The state has recouped about $110,000 from vendors who participated in the scam, according to William E. Ryan, director of the gaming division at the Department of Consumer Protection. Officials are still seeking another $1.4 million in restitution from other vendors, he said.

Something Not Right

Consumer Protection’s investigative report Tuesday made it clear that the lottery knew early on that there was something wrong.

Data from the summer of 2014 showed that there was a slight increase in the number of instant winners of the Play 5 game which should have been a giant red flag to lottery officials.

But they didn’t realize they had a big problem until an honest retailer went to lottery officials in January 2015 and told them about being able to see the numbers on the terminal screen before they were actually drawn.

It wasn’t until Oct. 29, 2015 that lottery officials told the consumer protection department that it “suspect[ed] an issue with the 5 Card Cash game.” They tried to get online gaming vendor Scientific Games to design a “software fix” but on Nov. 12, once consumer protection officials gained a “complete understanding” of the problem, they ordered the game shut down, the Consumer Protection report said.

Revenue Over Security

After an emphatic rebuke Tuesday from Senate Republican leader Len Fasano at the hearing, Farricker admitted that the lottery “didn’t serve the state very well in the way we implemented” the game —adding that “we made a mistake in putting revenue concerns ahead of security concerns.”

Fasano called the 5 Card Cash game a “debacle” that “shakes the foundation of honesty” that is the lottery’s most precious asset.

He said the episode shows that quasi-public agencies such as the lottery, which enjoy greater independence than normal state agencies, are “out of control.”

“The revenue issue was more important than respect for the lottery itself,” Fasano said.

Fasano questioned the generous separation package that the lottery corporation gave Noble last September when she stepped down as lottery corporation president and entered a consultant’s role—which let her stay on the payroll until she qualified for pension benefits early this year.

Noble sat in the audience but was never called to answer questions. The committee ran out of time Tuesday, and its co-chairman, Rep. Joe Verrengia, D-West Hartford, said the hearing will re-convene at a future date to discuss subjects including Noble’s controversial separation package.

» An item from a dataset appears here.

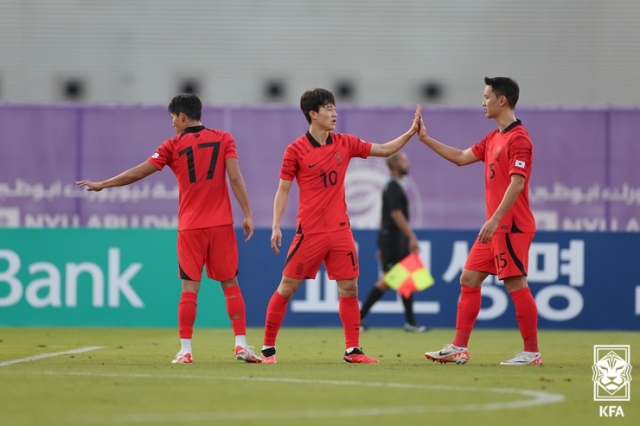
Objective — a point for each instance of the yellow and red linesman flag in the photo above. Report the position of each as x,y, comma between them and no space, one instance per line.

Noble said after the hearing that Consumer Protection has never allowed her “to be heard on this issue, and they are far from impartial.” Consumer protection officials “have a responsibility for preventing fraud, and fully participated in the 5 Card Cash game, and at all times my staff and I cooperated with them and kept them informed.”

“I ran the lottery for close to nine years…with exemplary performance and a commitment first and foremost to integrity,” she said. ” I should have an opportunity to be heard before they draw conclusions.”